Businesses across the sector are seeing their attack surface layer grow exponentially as they connect more operational technology (OT) and IT and plug themselves in to supply chain wide systems where data is exchanged between partners constantly.
Studies suggest approximately half of manufacturers have experienced a serious cyber-attack in recent years1. This ranges from remote Denial of Service (DoS) attacks, where instigators demand millions-of-pounds in order to release systems, to intellectual property theft by organised gangs and state actors.
Introducing the Cyber Resilience Act
So there is no dispute that we must keep advancing standards and technology to tackle the threat.
Once introduced, the CRA will usher in more stringent requirements for new technology and machinery to provide protections against all known vulnerabilities, lowering the risk of factory floor OT or PCs and other IT from acting as a backdoor into company networks.
Most expect the CRA to be centred around internationally recognised standards including IEC 62443 and IEC61508 – two of the main cybersecurity standards for industrial systems, which lay out best practice for a well-rounded approach to information security.
Importantly, they comprehensively cover the responsibilities of the different parties that contribute to a system’s overall robustness. That includes the asset owner, such as the chemical processor, the system integrator and the component suppliers.
This means that the CRA should ensure that component suppliers produce technology that’s protected against all known vulnerabilities. Butthe act’s limitations lie in the fact that it cannot legislate for how the technology is used by the asset owner, meaning there is a myriad of potential operational vulnerabilities that it does not cover.
For example, without manual emergency stop capabilities, a DoS attack could feasibly take out the safety controls of hazardous equipment, putting staff at risk of exposure to dangerous chemicals.
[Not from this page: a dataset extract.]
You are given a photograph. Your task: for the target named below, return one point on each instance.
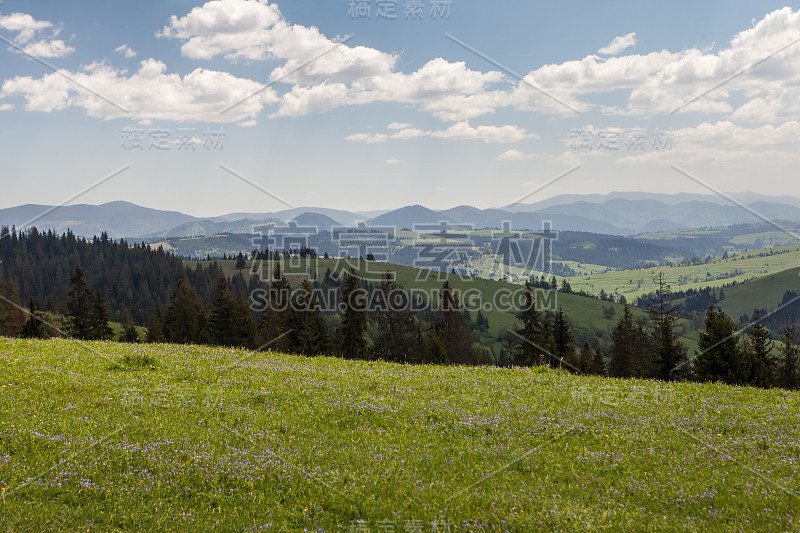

Similarly, an absence of stringent security policies for external service providers could allow an engineer to inadvertently transfer a vulnerability into a company’s systems from their previous customer.
Solving the puzzle
Effectively minimising exposure to such attacks will require asset owners to audit operations processes across the board, to plug any holes not covered by the CRA. This can be a monumental task – especially for larger manufacturers with more capital stock – so it’s important that no corners are cut.
Trusted technology suppliers can play a key role in helping companies navigate complex standards while and maintaining machine and process safety.
Siemens’ Xcelerator, for example, represents an ecosystem of vendors and integrators that build systems for customers collaboratively based on standards like IEC 62443. We can support in designing a system, and will audit the solution after its installation, ensuring companies have the most robust levels of protection – steps that can make a huge difference in negating the success of any cyber-attack.
Industry is embracing digital transformation – but for this to be successful, cyber security needs to be at the forefront of manufacturers minds. And although the CRA will form an important piece of the puzzle, an end-to-end evaluation of operating standards will be key in tackling cyber-crime.